II. QUESTÃO EM DISCUSSÃO
2. A questão em discussão consiste em definir se se o método de tratamento multidisciplinar não previsto expressamente no rol da ANS deve ser disponibilizado pelo plano de saúde.
III. RAZÕES DE DECIDIR
3. A Lei nº 14.454/2022 alterou a Lei dos Planos de Saúde para estabelecer que o Rol da ANS tem caráter exemplificativo, devendo as operadoras custear tratamentos não prescritos quando há comprovação de eficácia científica ou recomendação de órgão de avaliação de tecnologias em saúde.
4. Dante do relatório médico que demonstra a necessidade do tratamento multidisciplinar, e comprovada a eficácia científica do método pretendido, estão presentes os requisitos legais para a cobertura do tratamento pelo plano de saúde.
IV. DISPOSITIVO E TESE
5. Recurso desprovido.
Tese de julgamento:
1. O plano de saúde deve custear tratamento multidisciplinar para beneficiário com Transtorno do Espectro Autista (TEA), independentemente de constar expressamente no Rol da ANS, desde que haja comprovação de eficácia científica ou recomendação por órgão de avaliação de tecnologias em saúde.
Dispositivos relevantes citados: CF/1988, arts. 6º e 196; ECA, arts. 213 e 214; Lei nº 9.656/1998, art. 10, §§ 12 e 13 (com redação dada pela Lei nº 14.454/2022).

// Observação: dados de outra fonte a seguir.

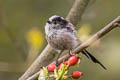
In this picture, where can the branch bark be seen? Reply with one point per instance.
(74, 17)
(114, 24)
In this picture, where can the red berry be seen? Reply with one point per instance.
(76, 74)
(51, 67)
(66, 63)
(73, 60)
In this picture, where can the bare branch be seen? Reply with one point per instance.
(48, 53)
(90, 41)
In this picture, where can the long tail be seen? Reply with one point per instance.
(90, 56)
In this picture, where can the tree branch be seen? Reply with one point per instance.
(74, 17)
(115, 23)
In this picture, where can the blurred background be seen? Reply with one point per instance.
(22, 36)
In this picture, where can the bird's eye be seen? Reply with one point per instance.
(48, 22)
(54, 22)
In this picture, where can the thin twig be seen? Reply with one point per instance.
(48, 53)
(87, 43)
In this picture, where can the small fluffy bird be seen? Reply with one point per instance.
(61, 35)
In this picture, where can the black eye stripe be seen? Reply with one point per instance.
(59, 20)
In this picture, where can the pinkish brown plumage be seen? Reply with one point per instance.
(61, 35)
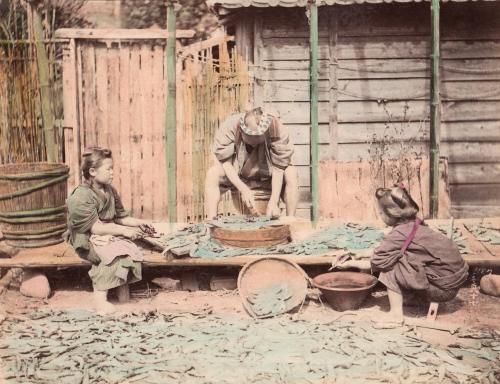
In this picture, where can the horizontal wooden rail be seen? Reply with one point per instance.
(120, 34)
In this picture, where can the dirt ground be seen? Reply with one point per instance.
(72, 290)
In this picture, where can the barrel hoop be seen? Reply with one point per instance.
(33, 188)
(36, 175)
(33, 213)
(36, 231)
(36, 244)
(34, 237)
(27, 220)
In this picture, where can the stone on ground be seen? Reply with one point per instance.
(490, 284)
(35, 284)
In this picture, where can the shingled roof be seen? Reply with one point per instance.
(228, 5)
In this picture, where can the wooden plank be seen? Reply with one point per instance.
(379, 48)
(347, 188)
(300, 133)
(135, 133)
(480, 211)
(124, 132)
(390, 68)
(470, 90)
(258, 50)
(89, 128)
(113, 113)
(450, 131)
(101, 106)
(456, 152)
(475, 194)
(333, 85)
(474, 173)
(147, 111)
(159, 179)
(471, 152)
(372, 89)
(470, 69)
(71, 124)
(302, 154)
(119, 34)
(356, 111)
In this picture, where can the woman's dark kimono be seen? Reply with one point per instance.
(431, 263)
(86, 205)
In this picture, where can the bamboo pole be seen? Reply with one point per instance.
(435, 112)
(45, 94)
(313, 75)
(170, 117)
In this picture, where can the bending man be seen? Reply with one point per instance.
(252, 151)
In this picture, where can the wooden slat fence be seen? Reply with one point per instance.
(114, 97)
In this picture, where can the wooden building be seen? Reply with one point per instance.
(374, 83)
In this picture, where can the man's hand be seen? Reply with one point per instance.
(133, 233)
(248, 197)
(273, 210)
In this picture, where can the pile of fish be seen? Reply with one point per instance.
(68, 347)
(457, 237)
(485, 233)
(271, 301)
(195, 240)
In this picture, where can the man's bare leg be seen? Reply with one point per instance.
(291, 195)
(212, 190)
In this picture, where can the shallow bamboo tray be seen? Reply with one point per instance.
(252, 238)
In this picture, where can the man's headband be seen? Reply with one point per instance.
(262, 127)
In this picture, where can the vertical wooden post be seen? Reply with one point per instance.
(313, 76)
(333, 83)
(44, 80)
(435, 111)
(170, 117)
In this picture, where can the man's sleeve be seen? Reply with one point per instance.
(223, 146)
(281, 150)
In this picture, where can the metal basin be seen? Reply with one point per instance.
(345, 290)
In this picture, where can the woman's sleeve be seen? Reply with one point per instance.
(388, 253)
(281, 150)
(82, 210)
(120, 211)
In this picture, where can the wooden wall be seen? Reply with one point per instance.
(375, 86)
(115, 98)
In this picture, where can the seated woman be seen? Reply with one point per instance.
(412, 257)
(100, 230)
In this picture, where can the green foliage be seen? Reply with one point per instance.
(191, 14)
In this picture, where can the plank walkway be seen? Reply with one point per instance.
(62, 255)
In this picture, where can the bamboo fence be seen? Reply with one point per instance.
(214, 84)
(21, 126)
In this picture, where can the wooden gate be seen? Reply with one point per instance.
(214, 83)
(114, 97)
(114, 84)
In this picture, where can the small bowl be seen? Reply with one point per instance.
(345, 290)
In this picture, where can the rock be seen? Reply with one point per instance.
(7, 251)
(490, 285)
(223, 283)
(35, 284)
(167, 284)
(189, 282)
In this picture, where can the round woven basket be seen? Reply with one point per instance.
(259, 274)
(252, 238)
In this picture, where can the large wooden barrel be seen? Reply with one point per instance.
(33, 203)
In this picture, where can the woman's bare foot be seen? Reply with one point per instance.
(101, 303)
(391, 318)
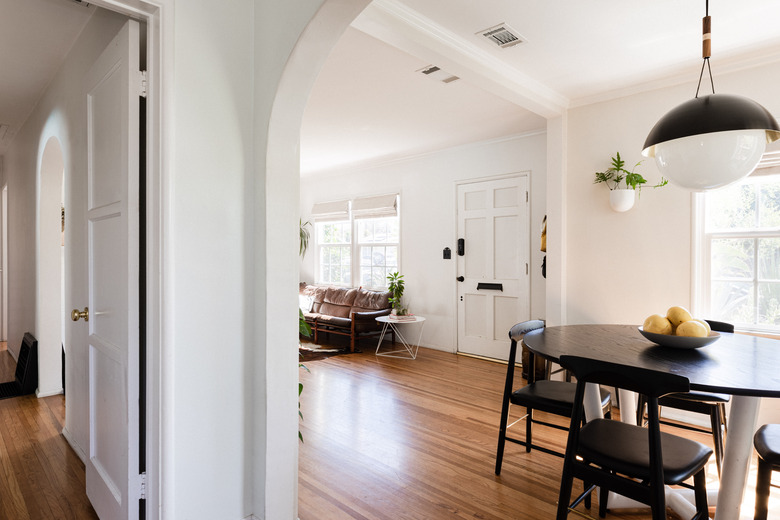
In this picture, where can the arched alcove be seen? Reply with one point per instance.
(49, 268)
(277, 311)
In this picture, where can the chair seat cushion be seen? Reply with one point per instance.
(767, 443)
(551, 396)
(625, 449)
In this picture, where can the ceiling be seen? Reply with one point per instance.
(371, 104)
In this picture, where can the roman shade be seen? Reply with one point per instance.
(335, 210)
(374, 207)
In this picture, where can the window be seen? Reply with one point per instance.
(366, 229)
(740, 251)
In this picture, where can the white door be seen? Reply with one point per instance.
(493, 273)
(113, 106)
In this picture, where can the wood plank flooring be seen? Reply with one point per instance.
(40, 475)
(389, 439)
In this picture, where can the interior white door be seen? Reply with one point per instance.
(112, 91)
(493, 273)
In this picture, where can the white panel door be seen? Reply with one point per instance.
(493, 275)
(113, 105)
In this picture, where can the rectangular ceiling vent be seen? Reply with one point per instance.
(432, 71)
(502, 36)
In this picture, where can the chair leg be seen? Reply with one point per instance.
(501, 438)
(564, 496)
(716, 422)
(762, 489)
(700, 491)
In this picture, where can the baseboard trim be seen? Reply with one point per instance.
(73, 444)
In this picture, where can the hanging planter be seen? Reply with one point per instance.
(623, 184)
(622, 199)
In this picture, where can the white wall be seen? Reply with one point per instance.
(427, 185)
(622, 267)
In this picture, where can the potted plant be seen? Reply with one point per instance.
(622, 183)
(395, 284)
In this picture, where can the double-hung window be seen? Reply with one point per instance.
(357, 242)
(739, 267)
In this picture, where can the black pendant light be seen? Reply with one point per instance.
(713, 140)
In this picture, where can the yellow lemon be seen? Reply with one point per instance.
(677, 315)
(692, 328)
(657, 324)
(706, 325)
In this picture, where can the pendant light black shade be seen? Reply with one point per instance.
(713, 113)
(710, 141)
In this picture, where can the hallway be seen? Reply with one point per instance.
(40, 475)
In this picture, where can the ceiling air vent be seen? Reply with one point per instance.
(502, 36)
(432, 71)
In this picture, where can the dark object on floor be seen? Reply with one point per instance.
(767, 444)
(624, 458)
(26, 381)
(555, 397)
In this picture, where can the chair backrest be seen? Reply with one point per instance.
(720, 326)
(651, 383)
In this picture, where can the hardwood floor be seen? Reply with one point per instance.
(388, 439)
(40, 475)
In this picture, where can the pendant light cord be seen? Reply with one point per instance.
(706, 47)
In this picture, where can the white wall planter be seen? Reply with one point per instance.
(622, 200)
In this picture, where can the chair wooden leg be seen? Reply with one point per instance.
(700, 491)
(716, 422)
(501, 438)
(564, 496)
(763, 479)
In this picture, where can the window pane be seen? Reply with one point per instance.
(733, 207)
(769, 259)
(769, 304)
(769, 210)
(733, 302)
(732, 258)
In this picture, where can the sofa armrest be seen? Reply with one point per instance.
(369, 315)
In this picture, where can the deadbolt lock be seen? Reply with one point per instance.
(76, 314)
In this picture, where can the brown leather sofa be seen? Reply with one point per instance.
(340, 310)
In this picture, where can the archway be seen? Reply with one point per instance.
(275, 314)
(49, 268)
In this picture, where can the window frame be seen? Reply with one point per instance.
(702, 255)
(355, 247)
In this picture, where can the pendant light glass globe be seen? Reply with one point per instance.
(709, 161)
(711, 141)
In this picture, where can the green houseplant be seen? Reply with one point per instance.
(623, 184)
(395, 284)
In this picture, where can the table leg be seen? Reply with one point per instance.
(736, 459)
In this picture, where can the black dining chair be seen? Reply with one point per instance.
(706, 403)
(767, 444)
(554, 397)
(630, 460)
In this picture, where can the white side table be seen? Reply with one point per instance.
(409, 351)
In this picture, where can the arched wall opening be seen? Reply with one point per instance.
(49, 268)
(277, 464)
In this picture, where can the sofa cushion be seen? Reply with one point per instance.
(370, 301)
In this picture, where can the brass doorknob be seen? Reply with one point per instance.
(76, 314)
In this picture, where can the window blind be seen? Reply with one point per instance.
(375, 207)
(335, 210)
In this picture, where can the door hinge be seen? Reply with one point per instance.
(142, 83)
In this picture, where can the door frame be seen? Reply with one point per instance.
(157, 15)
(455, 187)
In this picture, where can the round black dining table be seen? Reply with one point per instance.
(744, 366)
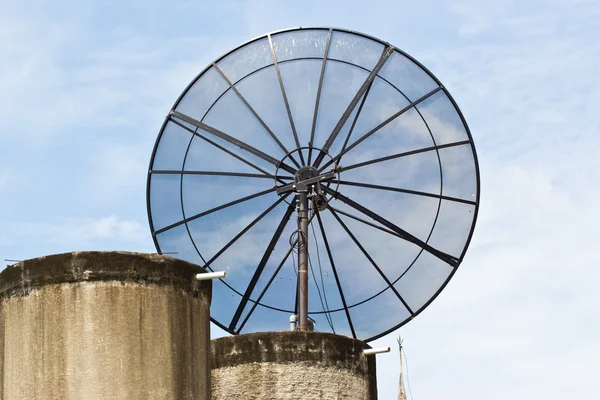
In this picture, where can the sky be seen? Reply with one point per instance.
(85, 87)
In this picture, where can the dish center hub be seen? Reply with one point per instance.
(305, 173)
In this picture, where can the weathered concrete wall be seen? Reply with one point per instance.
(104, 325)
(291, 365)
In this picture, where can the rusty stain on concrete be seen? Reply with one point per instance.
(291, 365)
(104, 325)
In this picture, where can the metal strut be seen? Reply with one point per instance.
(303, 321)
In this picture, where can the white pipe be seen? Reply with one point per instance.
(293, 319)
(210, 275)
(368, 352)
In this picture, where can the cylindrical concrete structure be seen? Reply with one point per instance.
(104, 325)
(291, 365)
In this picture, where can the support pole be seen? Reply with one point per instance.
(303, 323)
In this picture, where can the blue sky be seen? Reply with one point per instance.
(85, 87)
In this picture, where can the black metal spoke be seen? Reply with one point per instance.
(373, 263)
(255, 303)
(451, 260)
(285, 100)
(243, 231)
(215, 209)
(415, 192)
(262, 264)
(317, 101)
(232, 140)
(364, 221)
(260, 120)
(404, 154)
(223, 149)
(362, 103)
(216, 173)
(337, 279)
(381, 125)
(387, 52)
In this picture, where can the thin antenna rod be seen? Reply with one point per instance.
(303, 259)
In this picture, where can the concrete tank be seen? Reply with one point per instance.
(104, 325)
(291, 365)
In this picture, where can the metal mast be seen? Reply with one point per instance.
(303, 323)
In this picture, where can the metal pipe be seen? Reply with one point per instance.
(368, 352)
(303, 323)
(210, 275)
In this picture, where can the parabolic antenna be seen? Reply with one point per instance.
(320, 168)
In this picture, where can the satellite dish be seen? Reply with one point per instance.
(330, 174)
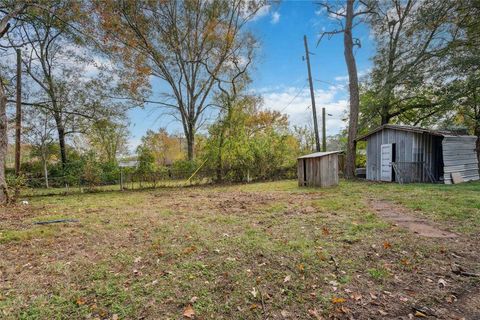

V.V.: AGRAVO DE INSTRUMENTO. TUTELA DE URGÊNCIA. TRANSTORNO DO ESPECTRO AUTISTA (TEA). PLANO DE SAÚDE - TRATAMENTO MULTIDISCIPLINAR. RECUSA DE COBERTURA. ROL DA ANS. TAXATIVIDADE. EXCEÇÕES. LEI Nº 14.454/2022 - EFICÁCIA COMPROVADA POR ÓRGÃO DE RENOME - AUSÊNCIA - RECURSO PROVIDO.
1. Com a edição da Lei n. 14.454/2022, que alterou a Lei n. 9.656/1998, restou definido que o rol de procedimentos ANS é de observância obrigatória pelos planos de saúde que, contudo, deverão fornecer tratamentos não relacionados se: a) houver indicação médica demonstrando da imprescindibilidade ao quadro clínico do paciente e; b) houver eficácia comprovada do tratamento ou recomendação pelo Conitec ou outro órgão de renome (art. 10, § 13, I e II).
2- A recusa da disponibilização de tratamento médico com base no Rol da ANS e que não preenche as condições de excepcionalidade do art. 10, § 13, I e II, da Lei n. 9.656/1998 (incluído pela Lei n. 14.454/2022), não configura abuso por parte do plano de saúde.